A survey from Thailand noted that there is room for growth in HIV testing and identified the factors associated with testing.
In order to boost uptake of HIV testing, culturally appropriate programs that address HIV risk perception and offer accurate information on HIV testing and infection may be viable solutions, according to new study findings.
The researchers of the study highlighted the importance of implementing such solutions that could increase testing uptake after they surveyed more than 2000 men and women in Thailand, finding that nearly half (45%) of respondents had been tested for HIV and a similar amount (48.3%) reported that they intended to get tested.
Survey responses indicated that respondents were likely to not get tested if they thought they had little (13.9%) to no (82.8%) risk of contracting HIV. Meanwhile, the most common reason for getting tested was routine medical checkup (35.8%) followed by use of antenatal care (35.3%).
Factors that drove respondents to get tested were availability of local testing facilities (32.5%), free testing (31.0%), and anonymous testing (30.6%).
Those who reported being tested were more likely to know someone with HIV (adjusted odds ratio [AOR] = 1.38), have a personal of HIV (AOR = 1.81), be more knowledgeable about HIV (AOR = 1.42), and know where to get tested (AOR = 4.57). They were also more likely to be more sexually experienced (AOR = 2.23), have a history of sexually transmitted infections (STIs) (AOR = 1.75), and be married (AOR = 2.37).
Intention to get HIV tested was also influenced by sexual experience (AOR = 1.66), history of STIs (AOR = 1.75), knowing someone who has HIV (AOR = 1.38), and having a personal risk of HIV (AOR = 2.34). Additionally, these respondents were more likely to have perception that HIV prevalence is increasing in Thailand (AOR = 1.22) and to have previously been tested (AOR = 1.89).
According to the researchers, sexual experience and history of STIs being associated with HIV testing experience and intention to get tested “could reflect the increased demand for sexual reproductive health services (SRH) upon initiating sexual activity (for the association with sexual experience) and positive attitudes toward HIV testing (for the association with intention to test).”
All participants were between the ages of 15 and 59 years.
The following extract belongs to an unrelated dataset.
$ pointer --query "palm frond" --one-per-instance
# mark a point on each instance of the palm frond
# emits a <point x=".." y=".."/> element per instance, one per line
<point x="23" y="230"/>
Notably, younger participants were more than 2.5 times as likely to get tested than older participants (AOR = 2.78). The finding is significant, as the researchers noted that there have been changes in the sexual behaviors of youth in the country and those aged 15 to 24 years account for 35% of global new HIV infections annually.
“Changes in sexual norms among Thailand’s youth include earlier sexual debut for both males and females, more lifetime sexual partners, and greater acceptance of adolescent premarital sex,” they wrote. “Correspondingly, the rates for unintended pregnancies and sexually transmitted infections (STIs) among Thai adolescents over the past 15 years have similarly increased. It is therefore critical to monitor the HIV epidemic in the general Thai population through effective and widespread HIV testing programs.”
Musumari P, Techasrivichien T, Srithanaviboonchai K, Tangmunkongvorakul A, Ono-Kihara M, Kihara M. Factors associated with HIV testing and intention to test for HIV among the general population of Nonthaburi Privonce, Thailand. PLoS One. Published online August 14, 2020. doi: 10.1371/journal.pone.0237393.